GapSense

Yejin Kan, Dongyeon Kim, Jinkyung Yang, Gangman Yi

GapSense

GapSense: Similarity Estimation-Based Gap Filler with TGS-Reads for Genome Assemblies

Advances in next-generation sequencing have led to an explosion in sequencing data, accelerating genome assembly research. However, draft genomes generated after scaffolding still contain unresolved gaps, often caused by repetitive regions and sequencing errors. These gaps may contain biologically meaningful sequences and thus require accurate resolution. However, existing gap-filling tools often exhibit limited reliability, especially when applied to large and complex eukaryotic genomes, due to their insufficient capacity to resolve repetitive regions or their heavy dependence on error-prone long reads.
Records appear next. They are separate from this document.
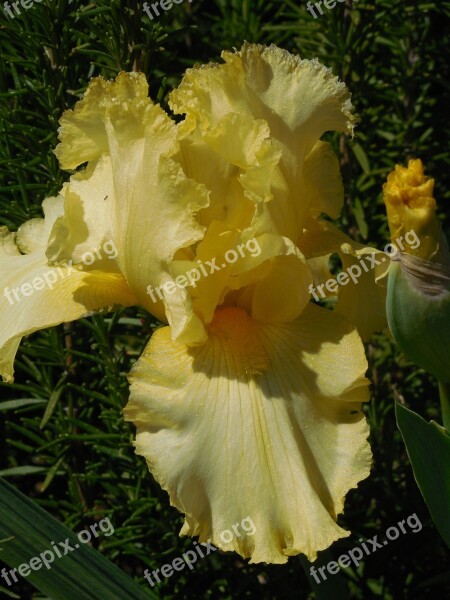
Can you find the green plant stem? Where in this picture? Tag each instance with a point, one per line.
(444, 393)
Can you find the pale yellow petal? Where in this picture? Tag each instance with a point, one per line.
(36, 296)
(362, 298)
(82, 132)
(136, 192)
(261, 422)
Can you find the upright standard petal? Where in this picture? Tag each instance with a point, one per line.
(263, 421)
(263, 111)
(36, 295)
(134, 181)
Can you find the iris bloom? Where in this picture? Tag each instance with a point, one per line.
(248, 402)
(418, 303)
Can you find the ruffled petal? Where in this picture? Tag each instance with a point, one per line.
(136, 192)
(264, 111)
(261, 422)
(37, 295)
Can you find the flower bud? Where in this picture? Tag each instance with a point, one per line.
(418, 298)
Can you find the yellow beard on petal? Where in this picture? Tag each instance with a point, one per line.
(239, 334)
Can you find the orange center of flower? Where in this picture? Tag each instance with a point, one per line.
(240, 337)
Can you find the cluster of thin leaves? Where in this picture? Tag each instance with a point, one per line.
(63, 441)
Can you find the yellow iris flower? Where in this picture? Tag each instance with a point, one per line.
(248, 404)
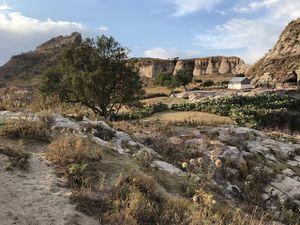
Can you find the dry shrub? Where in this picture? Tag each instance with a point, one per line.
(176, 210)
(145, 184)
(26, 129)
(18, 158)
(73, 149)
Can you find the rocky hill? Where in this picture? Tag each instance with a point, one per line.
(281, 65)
(199, 66)
(28, 65)
(31, 64)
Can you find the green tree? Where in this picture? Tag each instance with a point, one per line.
(182, 78)
(96, 74)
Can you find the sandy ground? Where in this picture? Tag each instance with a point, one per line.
(200, 117)
(36, 197)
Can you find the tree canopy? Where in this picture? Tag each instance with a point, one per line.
(96, 74)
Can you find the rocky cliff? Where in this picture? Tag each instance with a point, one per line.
(28, 65)
(31, 64)
(281, 65)
(199, 66)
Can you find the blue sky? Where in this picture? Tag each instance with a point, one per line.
(156, 28)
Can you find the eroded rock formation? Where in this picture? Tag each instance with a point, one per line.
(199, 66)
(282, 64)
(27, 65)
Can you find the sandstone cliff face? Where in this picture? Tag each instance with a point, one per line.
(28, 65)
(282, 64)
(199, 66)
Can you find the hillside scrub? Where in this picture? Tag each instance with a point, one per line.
(21, 128)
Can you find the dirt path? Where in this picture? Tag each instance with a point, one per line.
(36, 197)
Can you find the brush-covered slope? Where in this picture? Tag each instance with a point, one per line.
(282, 64)
(28, 65)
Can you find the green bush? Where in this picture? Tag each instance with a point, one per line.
(208, 83)
(154, 95)
(141, 112)
(259, 111)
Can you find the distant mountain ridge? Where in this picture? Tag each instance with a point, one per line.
(30, 65)
(281, 65)
(150, 67)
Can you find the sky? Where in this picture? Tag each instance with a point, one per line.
(151, 28)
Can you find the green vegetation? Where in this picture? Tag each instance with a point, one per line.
(141, 112)
(259, 111)
(181, 78)
(96, 75)
(154, 95)
(25, 129)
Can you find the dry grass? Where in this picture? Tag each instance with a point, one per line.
(213, 77)
(197, 117)
(17, 157)
(157, 89)
(166, 100)
(26, 129)
(73, 149)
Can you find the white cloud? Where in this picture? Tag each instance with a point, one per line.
(4, 6)
(184, 7)
(252, 37)
(256, 5)
(102, 28)
(21, 33)
(167, 53)
(276, 8)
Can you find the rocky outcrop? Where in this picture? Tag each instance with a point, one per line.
(199, 66)
(31, 64)
(282, 64)
(28, 65)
To address this challenge, we present GapSense, a robust gap-filling method that leverages similarity estimation using third-generation sequencing (TGS) reads. By quantifying pairwise similarity among candidate sequences, GapSense prioritizes informative regions and reconstructs gap sequences with higher accuracy. The proposed method introduces a novel similarity scoring mechanism that evaluates the geometric overlap of adjacent subregions to capture local structural variations and reduces noise from low-coverage and error-prone long reads. Experimental results on six representative species and three popular assemblers show that GapSense consistently outperforms existing tools in terms of gap-filling accuracy and contiguity, while maintaining low performance variability across different datasets. These findings demonstrate the effectiveness and generalizability of GapSense for accurate and scalable gap-filling.